It was the most embarrassing moment of my life, but the mimeographed letter made clear what I had to do:
“Since you have missed the Honor Roll for the second time this year, you are no longer a member of the National Honor Society. Please bring your pin and membership certificate to Miss De Luke in room 202 at your earliest convenience.”
My fall from academic grace was swift and hurtful. I had hit my stride as a student at the beginning of my junior year. I remember vividly how I beamed when at the end of the first marking period, our guidance counselor, Miss Jane Perry, came into our English class to announce that I stood first in the class for that six weeks.
At that time Miss DeLuke called me to her classroom and asked me to consider becoming Honor Society President the next year.
Six months later I was walking to her classroom to return my pin. I was mortified.

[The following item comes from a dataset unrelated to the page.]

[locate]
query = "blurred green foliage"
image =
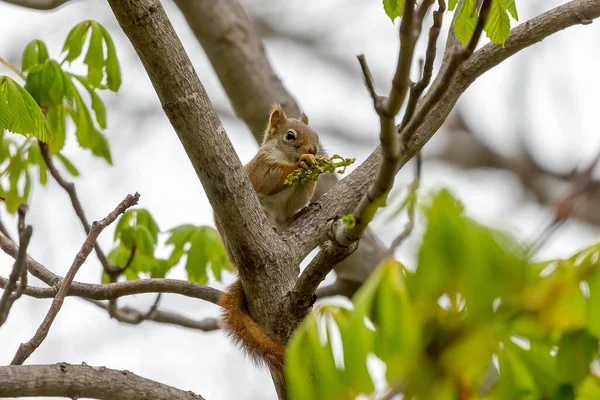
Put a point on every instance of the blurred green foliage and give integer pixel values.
(475, 296)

For some weeks previous I had felt unusually tired. A medical exam revealed that my Protein Bound Iodine (PBI) count was quite low. “This,” my doctor exclaimed, “could account for your diminished academic performance.” He then wrote a letter to the school explaining the condition in some detail.
Clutching the letter, I made a beeline for Miss Perry’s office. This will get me back in the honor society, I thought to myself. “After all, I have the gold standard Gordian Knot cutter for any school-related problem, a bona fide doctor’s excuse!”
“That’s too bad,” Miss Perry said, after reading the letter. “I’m glad you are being treated.”
“So, I asked, “Can I get back into the Honor Society if I get my grades back up?
Miss Perry’s unequivocal, “No,” slapped me across the face.
“I am sorry it happened,” she continued, “but the rules are the rules. You will not get back in the Honor Society.”
As I left her office the oft-repeated words of my hockey coach, Gil Adams, reverberated in my head: “When you play a game, no one cares that you had a cold, a sprained ankle or a stiff neck. All they will ask is, ‘who won, and what was the score.’”
At graduation, those in the Honor Society wore a gold tassel and a gold sash. I think I was the only one listed in the program as a High Honors (top five per cent) graduate without those adornments, and I felt humiliated. More than five per cent of the class walked that day with National Honor Society recognition.
Fifty plus years later, of course, it matters little. But the lesson the experience taught is with me every day:
Just do the best that you can, and don’t make excuses! Nobody cares about them anyway.